Cell envelope proteinases have long played a pivotal role in dairy science. However, as demand for alternative food sources grows, their application in plant-based food matrices is scarcely investigated. A deeper physiological and technological understanding of these enzymes requires efficient and effective tools tailored to this emerging sector. To date, plasmid-based recombination in Lactococcus spp. remains the most widely used and effective method.

Results

In this study, we engineered S. thermophilus LMD-9 as a host for heterologous expression of protease from Lc. cremoris. S. thermophilus LMD-9 offers several advantages, including its GRAS status, efficient chromosomal gene integration via natural competence, and native machinery for functional protease production, making it a highly versatile host. Previous attempts to employ this strain yielded inactive protease due to unresolved bottlenecks; here, we characterize and overcome those challenges to establish LMD-9 as a robust system for protease expression. Exploration of potential bottlenecks highlighted the availability of intrinsic peptidyl-prolyl cis/trans isomerase (PPIase; prtM/prsA) as a key factor influencing successful enzyme expression.
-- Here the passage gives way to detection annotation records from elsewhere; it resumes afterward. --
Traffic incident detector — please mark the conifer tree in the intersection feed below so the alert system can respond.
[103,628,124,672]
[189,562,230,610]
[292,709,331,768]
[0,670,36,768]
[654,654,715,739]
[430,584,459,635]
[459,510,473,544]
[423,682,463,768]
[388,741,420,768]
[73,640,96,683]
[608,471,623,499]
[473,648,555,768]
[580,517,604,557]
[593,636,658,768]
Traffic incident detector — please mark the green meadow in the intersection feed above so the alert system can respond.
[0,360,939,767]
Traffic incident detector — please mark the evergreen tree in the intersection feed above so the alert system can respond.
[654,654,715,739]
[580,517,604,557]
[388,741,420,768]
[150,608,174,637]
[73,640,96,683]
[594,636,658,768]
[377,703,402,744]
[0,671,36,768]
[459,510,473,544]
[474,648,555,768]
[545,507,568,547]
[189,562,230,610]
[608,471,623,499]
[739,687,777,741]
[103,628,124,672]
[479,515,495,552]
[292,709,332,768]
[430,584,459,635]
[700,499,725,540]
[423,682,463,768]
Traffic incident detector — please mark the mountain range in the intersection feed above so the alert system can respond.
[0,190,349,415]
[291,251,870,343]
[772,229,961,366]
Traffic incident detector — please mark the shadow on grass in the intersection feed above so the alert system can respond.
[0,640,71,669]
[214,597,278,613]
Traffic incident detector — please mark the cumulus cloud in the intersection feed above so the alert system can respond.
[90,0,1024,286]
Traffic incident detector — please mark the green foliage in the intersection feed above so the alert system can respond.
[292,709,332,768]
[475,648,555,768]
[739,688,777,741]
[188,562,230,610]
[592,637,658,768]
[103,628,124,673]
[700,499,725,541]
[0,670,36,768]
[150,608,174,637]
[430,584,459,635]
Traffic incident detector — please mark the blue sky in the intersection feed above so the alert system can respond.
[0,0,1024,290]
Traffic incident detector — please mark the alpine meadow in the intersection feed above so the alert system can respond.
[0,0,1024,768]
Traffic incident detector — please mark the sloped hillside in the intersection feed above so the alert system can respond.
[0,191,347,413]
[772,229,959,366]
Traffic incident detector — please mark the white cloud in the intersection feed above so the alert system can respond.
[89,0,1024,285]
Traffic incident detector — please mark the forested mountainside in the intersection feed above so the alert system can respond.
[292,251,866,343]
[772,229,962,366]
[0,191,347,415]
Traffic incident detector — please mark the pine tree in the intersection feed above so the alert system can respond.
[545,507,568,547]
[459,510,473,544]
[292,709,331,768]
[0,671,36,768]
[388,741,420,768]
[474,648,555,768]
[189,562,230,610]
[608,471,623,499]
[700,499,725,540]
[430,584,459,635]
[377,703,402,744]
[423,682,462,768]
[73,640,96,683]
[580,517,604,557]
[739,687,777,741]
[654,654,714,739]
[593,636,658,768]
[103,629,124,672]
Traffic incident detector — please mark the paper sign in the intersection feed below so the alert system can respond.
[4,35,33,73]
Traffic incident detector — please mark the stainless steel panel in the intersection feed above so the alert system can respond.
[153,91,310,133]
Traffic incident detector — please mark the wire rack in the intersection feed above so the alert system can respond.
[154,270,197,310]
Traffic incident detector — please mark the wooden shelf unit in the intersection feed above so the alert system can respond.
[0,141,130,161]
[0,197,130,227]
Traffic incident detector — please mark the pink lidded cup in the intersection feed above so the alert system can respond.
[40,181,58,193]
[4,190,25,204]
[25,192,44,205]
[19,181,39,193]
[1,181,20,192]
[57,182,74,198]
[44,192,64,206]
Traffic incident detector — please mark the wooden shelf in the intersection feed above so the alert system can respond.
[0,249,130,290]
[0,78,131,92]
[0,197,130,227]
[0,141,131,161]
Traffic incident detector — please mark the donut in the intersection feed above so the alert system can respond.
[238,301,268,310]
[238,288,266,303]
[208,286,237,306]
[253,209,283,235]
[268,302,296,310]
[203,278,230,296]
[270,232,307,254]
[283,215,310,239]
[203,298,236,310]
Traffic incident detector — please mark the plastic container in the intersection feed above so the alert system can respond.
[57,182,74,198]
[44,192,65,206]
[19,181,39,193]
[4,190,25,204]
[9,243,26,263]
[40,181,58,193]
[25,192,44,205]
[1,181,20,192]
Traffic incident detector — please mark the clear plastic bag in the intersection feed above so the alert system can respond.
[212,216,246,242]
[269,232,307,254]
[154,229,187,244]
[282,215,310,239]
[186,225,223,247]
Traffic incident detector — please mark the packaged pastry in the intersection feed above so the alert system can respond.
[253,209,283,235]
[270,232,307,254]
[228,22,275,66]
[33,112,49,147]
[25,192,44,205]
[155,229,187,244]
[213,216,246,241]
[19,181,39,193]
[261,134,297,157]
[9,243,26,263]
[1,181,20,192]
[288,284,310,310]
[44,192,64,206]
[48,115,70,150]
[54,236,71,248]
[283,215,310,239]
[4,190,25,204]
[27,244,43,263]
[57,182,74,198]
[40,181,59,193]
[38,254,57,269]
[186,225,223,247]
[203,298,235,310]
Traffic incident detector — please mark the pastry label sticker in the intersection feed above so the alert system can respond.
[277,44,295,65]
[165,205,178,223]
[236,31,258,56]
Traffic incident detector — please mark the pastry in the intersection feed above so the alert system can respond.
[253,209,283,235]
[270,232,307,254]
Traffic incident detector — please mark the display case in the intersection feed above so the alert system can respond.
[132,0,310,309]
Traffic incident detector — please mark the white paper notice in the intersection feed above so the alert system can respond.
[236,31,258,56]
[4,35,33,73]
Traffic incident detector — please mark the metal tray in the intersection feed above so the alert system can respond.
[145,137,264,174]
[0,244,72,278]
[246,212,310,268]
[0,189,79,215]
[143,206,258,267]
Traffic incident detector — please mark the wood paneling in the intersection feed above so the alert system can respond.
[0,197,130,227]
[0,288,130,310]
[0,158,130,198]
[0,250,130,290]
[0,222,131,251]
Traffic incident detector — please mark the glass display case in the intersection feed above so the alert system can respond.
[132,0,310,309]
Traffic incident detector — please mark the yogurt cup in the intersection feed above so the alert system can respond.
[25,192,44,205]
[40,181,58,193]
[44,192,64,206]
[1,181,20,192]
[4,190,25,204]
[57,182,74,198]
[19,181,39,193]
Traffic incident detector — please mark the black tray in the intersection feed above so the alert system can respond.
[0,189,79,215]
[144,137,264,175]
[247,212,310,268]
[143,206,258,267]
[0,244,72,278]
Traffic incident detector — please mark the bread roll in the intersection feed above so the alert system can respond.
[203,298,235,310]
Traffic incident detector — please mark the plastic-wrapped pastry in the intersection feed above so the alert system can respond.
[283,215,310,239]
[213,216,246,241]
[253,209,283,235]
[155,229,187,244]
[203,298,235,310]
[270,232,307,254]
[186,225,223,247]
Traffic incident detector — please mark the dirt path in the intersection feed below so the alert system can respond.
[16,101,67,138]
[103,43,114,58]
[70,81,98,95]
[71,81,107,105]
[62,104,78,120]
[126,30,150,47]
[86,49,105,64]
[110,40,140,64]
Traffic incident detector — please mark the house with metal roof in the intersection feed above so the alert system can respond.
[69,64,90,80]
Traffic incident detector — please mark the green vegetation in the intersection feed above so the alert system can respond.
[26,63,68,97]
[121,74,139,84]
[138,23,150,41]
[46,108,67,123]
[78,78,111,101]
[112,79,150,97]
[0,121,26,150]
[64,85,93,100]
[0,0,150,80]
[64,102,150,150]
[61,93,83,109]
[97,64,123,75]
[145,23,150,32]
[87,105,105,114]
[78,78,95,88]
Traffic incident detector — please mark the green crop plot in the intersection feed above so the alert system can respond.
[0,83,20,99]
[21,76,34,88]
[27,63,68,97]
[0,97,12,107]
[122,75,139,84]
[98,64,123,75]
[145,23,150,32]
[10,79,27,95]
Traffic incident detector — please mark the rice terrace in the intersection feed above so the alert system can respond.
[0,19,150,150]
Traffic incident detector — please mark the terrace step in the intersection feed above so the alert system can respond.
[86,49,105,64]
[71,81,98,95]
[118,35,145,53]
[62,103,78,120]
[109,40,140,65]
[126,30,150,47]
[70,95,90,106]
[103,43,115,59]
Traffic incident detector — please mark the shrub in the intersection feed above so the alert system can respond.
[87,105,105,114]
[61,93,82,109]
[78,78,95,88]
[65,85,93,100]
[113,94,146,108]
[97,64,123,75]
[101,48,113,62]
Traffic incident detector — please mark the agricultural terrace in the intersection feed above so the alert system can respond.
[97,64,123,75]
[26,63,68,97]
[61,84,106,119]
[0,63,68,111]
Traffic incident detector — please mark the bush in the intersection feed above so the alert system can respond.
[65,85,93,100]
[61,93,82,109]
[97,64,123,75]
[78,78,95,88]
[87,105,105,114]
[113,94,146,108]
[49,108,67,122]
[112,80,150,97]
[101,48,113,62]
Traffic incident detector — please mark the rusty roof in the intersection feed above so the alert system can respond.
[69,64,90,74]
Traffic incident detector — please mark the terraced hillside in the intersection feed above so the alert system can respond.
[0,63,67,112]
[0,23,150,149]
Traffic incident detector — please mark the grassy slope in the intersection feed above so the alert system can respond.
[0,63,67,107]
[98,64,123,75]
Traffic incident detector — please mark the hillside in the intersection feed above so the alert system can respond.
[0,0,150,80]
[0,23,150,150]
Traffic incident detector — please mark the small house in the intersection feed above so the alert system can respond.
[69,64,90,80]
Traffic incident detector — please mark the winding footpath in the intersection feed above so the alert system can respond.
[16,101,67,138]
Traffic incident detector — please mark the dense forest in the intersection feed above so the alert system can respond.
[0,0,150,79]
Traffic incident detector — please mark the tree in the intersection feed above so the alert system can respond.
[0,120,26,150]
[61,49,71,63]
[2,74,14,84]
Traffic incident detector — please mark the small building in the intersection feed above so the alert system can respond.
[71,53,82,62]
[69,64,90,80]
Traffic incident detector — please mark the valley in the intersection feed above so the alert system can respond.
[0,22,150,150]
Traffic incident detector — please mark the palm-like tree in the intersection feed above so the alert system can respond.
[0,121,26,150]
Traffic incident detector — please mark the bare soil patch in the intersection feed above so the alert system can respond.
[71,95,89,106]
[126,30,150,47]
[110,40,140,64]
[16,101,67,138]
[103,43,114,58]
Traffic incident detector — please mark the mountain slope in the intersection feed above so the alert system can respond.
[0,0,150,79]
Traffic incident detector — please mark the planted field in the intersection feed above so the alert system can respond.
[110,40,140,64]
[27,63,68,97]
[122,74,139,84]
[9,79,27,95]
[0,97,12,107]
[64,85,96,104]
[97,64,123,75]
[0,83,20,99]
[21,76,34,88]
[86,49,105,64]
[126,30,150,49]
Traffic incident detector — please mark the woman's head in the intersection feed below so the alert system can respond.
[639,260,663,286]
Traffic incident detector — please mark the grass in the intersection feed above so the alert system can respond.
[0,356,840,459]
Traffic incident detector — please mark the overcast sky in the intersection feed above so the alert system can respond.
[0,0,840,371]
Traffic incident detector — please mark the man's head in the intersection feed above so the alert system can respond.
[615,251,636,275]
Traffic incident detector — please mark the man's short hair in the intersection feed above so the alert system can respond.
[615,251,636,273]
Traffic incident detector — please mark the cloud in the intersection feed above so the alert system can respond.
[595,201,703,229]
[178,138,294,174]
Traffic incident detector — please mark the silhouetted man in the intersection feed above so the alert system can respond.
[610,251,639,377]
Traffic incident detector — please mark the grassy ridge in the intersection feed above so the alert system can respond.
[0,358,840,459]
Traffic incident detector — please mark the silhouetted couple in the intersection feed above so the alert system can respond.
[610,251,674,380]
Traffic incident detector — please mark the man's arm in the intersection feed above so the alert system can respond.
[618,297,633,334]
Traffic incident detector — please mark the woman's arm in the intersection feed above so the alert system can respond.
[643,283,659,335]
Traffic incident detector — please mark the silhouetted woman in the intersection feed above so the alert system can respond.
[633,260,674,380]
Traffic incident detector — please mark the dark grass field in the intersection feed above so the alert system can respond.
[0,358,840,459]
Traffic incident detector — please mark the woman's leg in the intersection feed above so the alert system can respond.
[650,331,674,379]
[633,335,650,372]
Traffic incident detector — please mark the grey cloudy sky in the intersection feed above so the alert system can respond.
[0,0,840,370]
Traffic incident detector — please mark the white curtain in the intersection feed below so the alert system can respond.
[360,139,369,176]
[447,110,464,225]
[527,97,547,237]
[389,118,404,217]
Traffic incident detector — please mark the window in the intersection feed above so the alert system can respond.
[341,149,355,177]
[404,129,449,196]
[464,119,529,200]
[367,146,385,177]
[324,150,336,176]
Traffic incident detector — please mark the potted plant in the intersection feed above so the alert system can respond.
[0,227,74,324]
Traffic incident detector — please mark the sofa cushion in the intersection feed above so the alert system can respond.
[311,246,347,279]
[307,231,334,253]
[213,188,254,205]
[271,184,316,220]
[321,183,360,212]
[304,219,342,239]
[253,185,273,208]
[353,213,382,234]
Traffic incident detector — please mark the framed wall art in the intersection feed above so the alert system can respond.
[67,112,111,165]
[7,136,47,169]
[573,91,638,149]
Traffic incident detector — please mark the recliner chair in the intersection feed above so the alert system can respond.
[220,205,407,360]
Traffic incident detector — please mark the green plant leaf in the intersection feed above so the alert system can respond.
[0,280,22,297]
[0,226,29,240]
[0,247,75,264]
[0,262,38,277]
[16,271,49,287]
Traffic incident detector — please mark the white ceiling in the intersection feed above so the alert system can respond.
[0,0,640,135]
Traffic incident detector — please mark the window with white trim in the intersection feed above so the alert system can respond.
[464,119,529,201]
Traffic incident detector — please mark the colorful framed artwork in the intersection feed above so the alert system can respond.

Three recombinant strains with genotypes: LMD-9 ΔprtS::ermR, LMD-9 ΔprtS::ermR—ΩprtP, and LMD-9 ΔprtS::ermR—Ω (prtM-prtP), were generated to test the role of prtP-associated PPIase. Results demonstrated that inclusion of PrtP-specific PPIase from L. cremoris markedly enhances protease activity. In its absence, although partially compensated by the pleiotropic PPIase in S. thermophilus, we observed slower growth and reduced proteolytic activity.

Conclusions

These findings establish S. thermophilus LMD-9 as a robust chassis and alternative host for heterologous expression of cell envelope proteinases. To our knowledge, this is the first work to heterologously express active CEP enzyme in this host, and it highlights the role of PPIase availability as a key determinant of successful enzyme expression. This then provides a suitable and robust host for studying the application of CEPs in both dairy and emerging plant-based food applications.